The extremely cold weather this week led me to plan a week full of comfort foods, so it’s no surprise that risotto was on the list. Inspired by a new cookbook recipe (I got some great new cookbooks for Christmas!) I came up with this twist. Yum!
Sausage & Mushroom Risotto
1/2 lb Italian sausage
1 8oz package of sliced portobello mushrooms
2 TB butter
2 TB olive oil
1/4 cup red onion, finely diced
1 tsp minced garlic
2 cups arborio rice
6 cups chicken broth, warm
2 TB parmesan, shredded
2 TB butter (yes again – you use it at two different times)
1. In shallow saucepan, brown the sausage. When finished, put it in a bowl with paper towels to soak up excess grease. In the same pan, in the sausage drippings, saute the mushrooms until tender – 5 minutes or so. Remove from pan and set aside.

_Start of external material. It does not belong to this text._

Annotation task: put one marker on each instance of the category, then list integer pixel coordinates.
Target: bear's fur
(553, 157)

2. Bring broth to a boil and lower heat to a simmer. While it’s warming up, warm olive oil and melt the butter in the saucepan. Add the onion and garlic and cook for 30 seconds. Add rice and cook for two minutes to open the grains.

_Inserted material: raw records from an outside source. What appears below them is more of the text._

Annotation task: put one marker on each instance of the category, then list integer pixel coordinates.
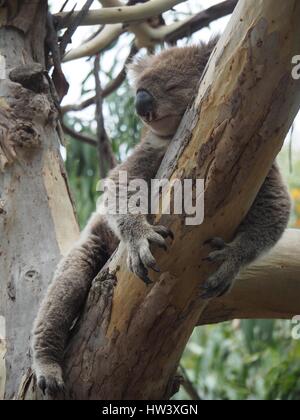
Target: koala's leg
(64, 299)
(258, 233)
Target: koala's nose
(144, 103)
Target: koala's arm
(134, 229)
(64, 299)
(259, 232)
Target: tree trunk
(37, 221)
(130, 338)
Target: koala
(164, 85)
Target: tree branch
(125, 14)
(111, 87)
(201, 20)
(146, 36)
(78, 136)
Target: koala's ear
(138, 66)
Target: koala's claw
(140, 258)
(220, 282)
(50, 385)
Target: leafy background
(256, 360)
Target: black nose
(144, 103)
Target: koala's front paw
(140, 257)
(220, 282)
(49, 378)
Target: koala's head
(165, 85)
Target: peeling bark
(37, 226)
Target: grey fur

3. Start adding the broth, a ladle or two at a time, stirring constantly. Add a ladle, stir till almost completely absorbed… add a ladle, stir till almost completely absorbed etc. Your heat should be low enough that it takes 2-3 minutes at least between ladles.
4. Once the last bit of broth is nearly absorbed, stir in Parmesan. Remove from heat. Cut the last 2 TB of butter and arrange over the top so it melts all over the dish. Cover and let stand for 5 minutes. Add sausage & mushrooms. Stir to mix everything together one last time and serve!